La pasarela reunió a diseñadores reconocidos en Puerto Rico, entre ellos Carlos
Alberto, junto a Ranier, Tania Moreno y Eventos by Pedro López, consolidando
la propuesta como un evento de moda con propósito social. La coordinación
de las modelos y el enlace con los diseñadores estuvo a cargo de Idamar
Verdejo.
Durante la actividad estuvo presente la Dra. Lillian Albite Vélez, en
representación de la Casa Protegida Julia de Burgos, reforzando el vínculo
directo entre el evento y la causa que lo motivó. En el marco del Día Mundial
del Síndrome de Down, la pasarela incluyó la participación de Dalila Zapata y
Gerardo Torres, quienes desfilaron como parte de un esfuerzo por ampliar la
representación en este tipo de espacios.
“En la Mu Alpha Phi trabajamos con el compromiso de empoderar a la mujer
en todas sus dimensiones, y esta iniciativa nos permitió llevar ese propósito a
la acción de manera concreta. No se trató solo de una pasarela, sino de crear
oportunidades de inclusión y generar apoyo directo para mujeres que
enfrentan situaciones de violencia”, expresó Angélica Rivera, presidenta del
Capítulo Alpha de Mu Alpha Phi.
Como resultado, el evento permitió recaudar fondos, recibir aportaciones
económicas y recolectar más de 50 bolsas de ropa que serán destinadas a la
casa protegida y a hogares de jóvenes. Además, se integró un bazar con
emprendedores locales, ampliando el alcance del evento.

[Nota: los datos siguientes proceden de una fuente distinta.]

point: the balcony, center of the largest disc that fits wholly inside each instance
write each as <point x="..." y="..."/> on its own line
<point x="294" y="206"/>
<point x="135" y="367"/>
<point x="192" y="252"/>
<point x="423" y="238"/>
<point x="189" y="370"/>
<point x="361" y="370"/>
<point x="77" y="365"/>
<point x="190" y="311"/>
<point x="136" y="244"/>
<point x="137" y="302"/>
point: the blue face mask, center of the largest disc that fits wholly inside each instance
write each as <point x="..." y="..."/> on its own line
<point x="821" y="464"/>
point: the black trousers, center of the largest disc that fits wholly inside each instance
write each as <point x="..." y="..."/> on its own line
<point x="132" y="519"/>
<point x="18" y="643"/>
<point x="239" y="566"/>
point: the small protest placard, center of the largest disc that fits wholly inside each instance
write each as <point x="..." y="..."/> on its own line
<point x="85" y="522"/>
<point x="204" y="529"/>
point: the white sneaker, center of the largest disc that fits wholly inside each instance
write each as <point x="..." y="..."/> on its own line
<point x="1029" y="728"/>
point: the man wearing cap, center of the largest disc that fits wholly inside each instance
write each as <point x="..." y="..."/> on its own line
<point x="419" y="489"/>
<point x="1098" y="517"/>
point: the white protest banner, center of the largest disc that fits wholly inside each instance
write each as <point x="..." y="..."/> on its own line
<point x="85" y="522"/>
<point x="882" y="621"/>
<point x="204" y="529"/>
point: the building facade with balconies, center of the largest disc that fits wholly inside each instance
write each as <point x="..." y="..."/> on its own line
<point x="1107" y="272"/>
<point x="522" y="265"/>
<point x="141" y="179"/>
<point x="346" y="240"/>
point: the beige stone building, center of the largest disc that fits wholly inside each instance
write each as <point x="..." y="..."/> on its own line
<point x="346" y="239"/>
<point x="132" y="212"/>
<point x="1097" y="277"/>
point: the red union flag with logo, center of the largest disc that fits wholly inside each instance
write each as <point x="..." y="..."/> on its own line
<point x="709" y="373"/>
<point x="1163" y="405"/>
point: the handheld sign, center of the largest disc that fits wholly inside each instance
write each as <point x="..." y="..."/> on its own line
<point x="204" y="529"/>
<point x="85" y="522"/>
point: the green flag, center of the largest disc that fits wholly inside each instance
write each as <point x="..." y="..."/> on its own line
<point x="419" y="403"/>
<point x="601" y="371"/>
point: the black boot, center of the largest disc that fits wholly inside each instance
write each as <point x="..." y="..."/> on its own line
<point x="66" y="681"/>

“Como fraternidad, creemos en el servicio como una responsabilidad activa, y
este tipo de proyectos nos permite aportar de manera concreta a la
comunidad. La colaboración entre organizaciones universitarias demuestra
que, cuando se trabaja con propósito, es posible generar impacto real y
atender necesidades urgentes”, indicó José Vallellanes, presidente del Capítulo
Alpha de Phi Sigma Alpha.
La iniciativa reflejó el rol activo que pueden asumir las organizaciones
universitarias al impulsar proyectos que integran inclusión y apoyo
comunitario, como parte de los esfuerzos benéficos que desarrollan la
Sororidad Mu Alpha Phi y la Fraternidad Phi Sigma Alpha en Puerto Rico.